FERIDAS ABERTAS
Hermann Teixeira Ribeiro
 
 

Por aquela porta ela saiu e ao se fechar, fechou-se o meu coração para outros amores, para outras paixões, fecharam-se as portas da minha percepção. Escancarou-se a porta da solidão, da dor, da culpa. E minha voz emudeceu, e não tive tempo para gritar que estava arrependido, que tinha errado, que tinha sido um tolo. Tolo, quando por meros caprichos, eu quis ser mais do que ela, tendo sido ela sempre mais do que eu, mais compreensiva, mais companheira, mais parceira, mais amiga, mais amante, meu único amor.

Foram tantos os caprichos, que ao fim de tudo só havia em mim um homem cego, surdo e insensível. O capricho primeiro foi o de não ter aceito sua opinião sobre um determinado assunto que já nem me lembro mais, apenas sei que minha consciência me acusava pois eu sabia o quanto ela estava certa, mas meu orgulho era maior e aquela primeira "vitória" tinha que ser minha, é ela veio com o gosto amargo de vê-la deixar a sala com um olhar desapontado. O capricho seguinte foi o de não ter calado quando era para calar, o de não ter falado quando era para falar, o de não ter dado a ela o meu colo para repousar sua cabeça, o carinho do afago nos cabelos depois de um dia cansativo de trabalho. Sim, eu era a insensibilidade em pessoa e não percebia que ela se sentia carente de seu homem, amigo, companheiro, parceiro, marido.

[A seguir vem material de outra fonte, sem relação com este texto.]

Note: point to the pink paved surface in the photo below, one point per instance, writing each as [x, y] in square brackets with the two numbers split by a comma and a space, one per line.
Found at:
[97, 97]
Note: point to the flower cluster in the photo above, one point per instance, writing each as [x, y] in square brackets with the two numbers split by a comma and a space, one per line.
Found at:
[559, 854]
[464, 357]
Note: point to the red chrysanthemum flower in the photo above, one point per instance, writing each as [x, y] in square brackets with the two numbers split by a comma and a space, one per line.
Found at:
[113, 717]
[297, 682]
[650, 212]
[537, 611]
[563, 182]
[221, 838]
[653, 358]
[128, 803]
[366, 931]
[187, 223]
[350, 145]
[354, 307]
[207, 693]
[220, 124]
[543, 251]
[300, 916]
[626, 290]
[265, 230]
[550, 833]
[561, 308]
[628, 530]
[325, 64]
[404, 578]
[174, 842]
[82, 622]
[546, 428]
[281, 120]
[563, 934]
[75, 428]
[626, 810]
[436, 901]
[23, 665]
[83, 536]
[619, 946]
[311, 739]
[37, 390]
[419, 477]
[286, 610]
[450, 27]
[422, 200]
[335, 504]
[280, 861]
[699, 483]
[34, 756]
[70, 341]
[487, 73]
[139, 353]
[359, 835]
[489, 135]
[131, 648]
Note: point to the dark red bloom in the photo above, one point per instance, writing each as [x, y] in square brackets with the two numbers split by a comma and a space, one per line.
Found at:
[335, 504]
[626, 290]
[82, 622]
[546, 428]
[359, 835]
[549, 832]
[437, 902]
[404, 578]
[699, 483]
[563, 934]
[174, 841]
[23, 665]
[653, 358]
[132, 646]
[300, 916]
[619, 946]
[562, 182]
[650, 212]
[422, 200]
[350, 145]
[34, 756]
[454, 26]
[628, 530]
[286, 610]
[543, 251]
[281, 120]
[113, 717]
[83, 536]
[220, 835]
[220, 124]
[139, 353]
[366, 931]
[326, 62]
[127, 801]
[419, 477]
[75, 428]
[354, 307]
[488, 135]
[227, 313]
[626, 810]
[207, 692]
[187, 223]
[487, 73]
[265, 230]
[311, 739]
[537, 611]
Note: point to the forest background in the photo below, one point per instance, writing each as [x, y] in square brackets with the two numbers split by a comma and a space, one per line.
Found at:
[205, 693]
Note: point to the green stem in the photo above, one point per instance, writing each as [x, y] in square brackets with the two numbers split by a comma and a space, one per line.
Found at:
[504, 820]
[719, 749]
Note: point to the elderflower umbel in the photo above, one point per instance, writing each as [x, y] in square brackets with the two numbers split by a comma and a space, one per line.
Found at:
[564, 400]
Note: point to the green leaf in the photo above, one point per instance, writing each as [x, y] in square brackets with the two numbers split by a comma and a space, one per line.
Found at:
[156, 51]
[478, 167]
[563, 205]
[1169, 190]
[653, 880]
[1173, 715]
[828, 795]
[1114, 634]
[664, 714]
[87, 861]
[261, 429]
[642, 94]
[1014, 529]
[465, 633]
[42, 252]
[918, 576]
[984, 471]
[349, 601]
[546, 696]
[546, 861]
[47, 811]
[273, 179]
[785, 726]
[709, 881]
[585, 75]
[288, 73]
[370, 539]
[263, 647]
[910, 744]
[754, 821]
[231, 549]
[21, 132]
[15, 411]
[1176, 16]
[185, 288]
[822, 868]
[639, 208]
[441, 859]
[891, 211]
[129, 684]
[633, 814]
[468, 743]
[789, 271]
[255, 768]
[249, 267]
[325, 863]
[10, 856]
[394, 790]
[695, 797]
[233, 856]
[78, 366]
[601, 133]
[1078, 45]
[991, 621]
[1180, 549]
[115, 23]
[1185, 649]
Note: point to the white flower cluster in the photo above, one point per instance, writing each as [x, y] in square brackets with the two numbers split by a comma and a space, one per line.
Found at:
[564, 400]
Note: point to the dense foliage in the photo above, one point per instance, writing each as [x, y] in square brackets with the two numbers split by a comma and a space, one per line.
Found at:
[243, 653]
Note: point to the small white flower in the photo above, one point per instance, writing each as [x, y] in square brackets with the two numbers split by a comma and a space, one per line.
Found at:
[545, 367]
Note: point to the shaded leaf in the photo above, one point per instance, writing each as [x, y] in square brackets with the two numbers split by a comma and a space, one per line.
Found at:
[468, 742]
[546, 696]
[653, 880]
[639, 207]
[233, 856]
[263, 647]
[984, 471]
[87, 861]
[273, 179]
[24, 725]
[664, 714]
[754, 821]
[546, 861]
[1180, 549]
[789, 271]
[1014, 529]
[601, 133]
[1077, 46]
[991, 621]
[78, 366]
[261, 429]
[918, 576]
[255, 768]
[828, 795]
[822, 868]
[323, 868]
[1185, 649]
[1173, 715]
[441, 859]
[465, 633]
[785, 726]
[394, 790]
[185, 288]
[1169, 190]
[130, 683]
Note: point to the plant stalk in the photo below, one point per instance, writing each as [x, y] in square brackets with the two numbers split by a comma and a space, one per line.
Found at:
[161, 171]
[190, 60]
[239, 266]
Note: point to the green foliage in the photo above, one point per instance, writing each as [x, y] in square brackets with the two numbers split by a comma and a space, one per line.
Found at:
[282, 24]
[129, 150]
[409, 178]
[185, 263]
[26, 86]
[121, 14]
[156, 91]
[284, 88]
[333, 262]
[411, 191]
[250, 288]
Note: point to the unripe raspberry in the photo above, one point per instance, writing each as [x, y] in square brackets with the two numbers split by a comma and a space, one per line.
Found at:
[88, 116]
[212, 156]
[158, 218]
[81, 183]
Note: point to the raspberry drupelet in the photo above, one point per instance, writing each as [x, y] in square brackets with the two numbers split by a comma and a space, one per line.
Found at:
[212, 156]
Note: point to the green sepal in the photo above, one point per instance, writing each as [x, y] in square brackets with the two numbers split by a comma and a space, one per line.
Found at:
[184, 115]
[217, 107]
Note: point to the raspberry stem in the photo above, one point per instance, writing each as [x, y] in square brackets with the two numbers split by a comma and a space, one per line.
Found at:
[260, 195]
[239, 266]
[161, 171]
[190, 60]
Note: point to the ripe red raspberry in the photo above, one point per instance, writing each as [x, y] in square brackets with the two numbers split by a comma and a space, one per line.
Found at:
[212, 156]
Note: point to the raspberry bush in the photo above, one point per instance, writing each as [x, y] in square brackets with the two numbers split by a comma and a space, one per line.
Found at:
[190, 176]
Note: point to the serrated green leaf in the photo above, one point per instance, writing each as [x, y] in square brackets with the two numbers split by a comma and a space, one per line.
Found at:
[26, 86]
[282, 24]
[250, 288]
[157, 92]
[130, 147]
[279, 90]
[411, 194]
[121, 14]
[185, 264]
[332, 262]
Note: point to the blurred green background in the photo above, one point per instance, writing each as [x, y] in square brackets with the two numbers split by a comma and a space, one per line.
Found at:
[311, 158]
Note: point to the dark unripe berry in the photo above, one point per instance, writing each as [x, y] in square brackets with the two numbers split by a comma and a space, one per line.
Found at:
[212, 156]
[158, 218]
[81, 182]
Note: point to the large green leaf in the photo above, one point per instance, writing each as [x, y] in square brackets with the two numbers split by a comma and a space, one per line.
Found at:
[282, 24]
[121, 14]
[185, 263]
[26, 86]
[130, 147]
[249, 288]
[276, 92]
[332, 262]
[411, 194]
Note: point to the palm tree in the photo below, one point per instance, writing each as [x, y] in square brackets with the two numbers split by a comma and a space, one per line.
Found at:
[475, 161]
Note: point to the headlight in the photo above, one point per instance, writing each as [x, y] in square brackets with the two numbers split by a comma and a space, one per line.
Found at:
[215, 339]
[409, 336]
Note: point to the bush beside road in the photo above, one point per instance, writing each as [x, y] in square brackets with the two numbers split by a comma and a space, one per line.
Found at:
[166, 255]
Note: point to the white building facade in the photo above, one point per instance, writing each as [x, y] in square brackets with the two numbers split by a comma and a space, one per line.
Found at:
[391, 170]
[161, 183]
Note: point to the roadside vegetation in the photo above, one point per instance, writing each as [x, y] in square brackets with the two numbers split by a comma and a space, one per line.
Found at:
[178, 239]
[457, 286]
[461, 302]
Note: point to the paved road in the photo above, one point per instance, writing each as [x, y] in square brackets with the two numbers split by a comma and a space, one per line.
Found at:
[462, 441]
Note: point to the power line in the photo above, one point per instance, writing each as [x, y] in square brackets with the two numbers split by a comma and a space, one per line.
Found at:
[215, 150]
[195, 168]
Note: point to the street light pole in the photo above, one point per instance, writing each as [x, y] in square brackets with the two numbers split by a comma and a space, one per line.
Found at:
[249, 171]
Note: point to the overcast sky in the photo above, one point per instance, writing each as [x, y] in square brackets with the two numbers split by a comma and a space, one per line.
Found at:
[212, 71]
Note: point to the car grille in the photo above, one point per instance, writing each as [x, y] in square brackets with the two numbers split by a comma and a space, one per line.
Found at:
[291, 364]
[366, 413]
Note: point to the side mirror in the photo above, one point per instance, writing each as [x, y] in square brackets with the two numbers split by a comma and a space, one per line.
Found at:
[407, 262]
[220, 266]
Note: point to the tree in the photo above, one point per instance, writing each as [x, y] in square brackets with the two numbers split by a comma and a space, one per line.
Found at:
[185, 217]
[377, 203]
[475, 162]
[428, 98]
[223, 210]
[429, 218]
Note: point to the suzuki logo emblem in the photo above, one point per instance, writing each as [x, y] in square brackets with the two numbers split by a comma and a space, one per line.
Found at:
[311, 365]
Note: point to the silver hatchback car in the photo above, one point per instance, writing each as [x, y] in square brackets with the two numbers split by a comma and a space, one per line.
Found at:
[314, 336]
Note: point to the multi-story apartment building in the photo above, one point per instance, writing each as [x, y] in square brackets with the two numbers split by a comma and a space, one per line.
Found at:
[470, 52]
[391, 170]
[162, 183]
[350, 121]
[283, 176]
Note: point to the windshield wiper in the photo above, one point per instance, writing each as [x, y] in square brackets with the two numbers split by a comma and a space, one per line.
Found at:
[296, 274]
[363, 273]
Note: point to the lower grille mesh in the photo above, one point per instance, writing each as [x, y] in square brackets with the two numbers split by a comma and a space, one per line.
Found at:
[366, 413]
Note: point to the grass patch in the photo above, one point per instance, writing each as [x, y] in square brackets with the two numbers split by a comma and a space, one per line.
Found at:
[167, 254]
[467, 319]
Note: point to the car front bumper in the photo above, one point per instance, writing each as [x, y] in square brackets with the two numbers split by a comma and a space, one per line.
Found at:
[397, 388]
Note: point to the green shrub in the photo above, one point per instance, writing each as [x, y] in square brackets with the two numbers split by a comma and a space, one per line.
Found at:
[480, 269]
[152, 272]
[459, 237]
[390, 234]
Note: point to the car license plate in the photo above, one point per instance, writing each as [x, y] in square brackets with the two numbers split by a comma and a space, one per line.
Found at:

E dias se passaram, e portas gentilmente eu não abri para ela passar, cadeiras gentilmente eu não puxei para ela se sentar. Semanas se passaram e o silêncio de minhas dores e angústias eu não compartilhei, afinal, "ela nunca me entenderia" ! Puro engano, quem não me entendia era eu mesmo, mergulhado no meu egoísmo e no meu orgulho. E meses se passaram, eu fazia questão que ela me ouvisse nos mais diversos assuntos enquanto me ensurdecia as suas palavras deixando nela as marcas da tristeza e da mágoa. E os meus assuntos eram os mais interessantes, meus filmes os mais sensíveis, a minha literatura a mais culta, minhas músicas as mais belas, meus amigos os mais companheiros, a minha família a mais sóbria, e assim: o meu, a minha, os meus, as minhas, e fui me cercando de muitos "eus" e de nenhum "você" ou "nosso".

E um dia a vi chorar, a vi decepcionar-se, a vi angustiar-se quase em louco desespero e perguntando-lhe o que estava acontecendo percebi o quanto cheio de mim estava e o quanto dela não havia em mim. E anos se passaram e com eles a saúde de um amor que ao final adoeceu e antes que se transformasse em ódio fez as malas, abriu a porta, e por ela saiu!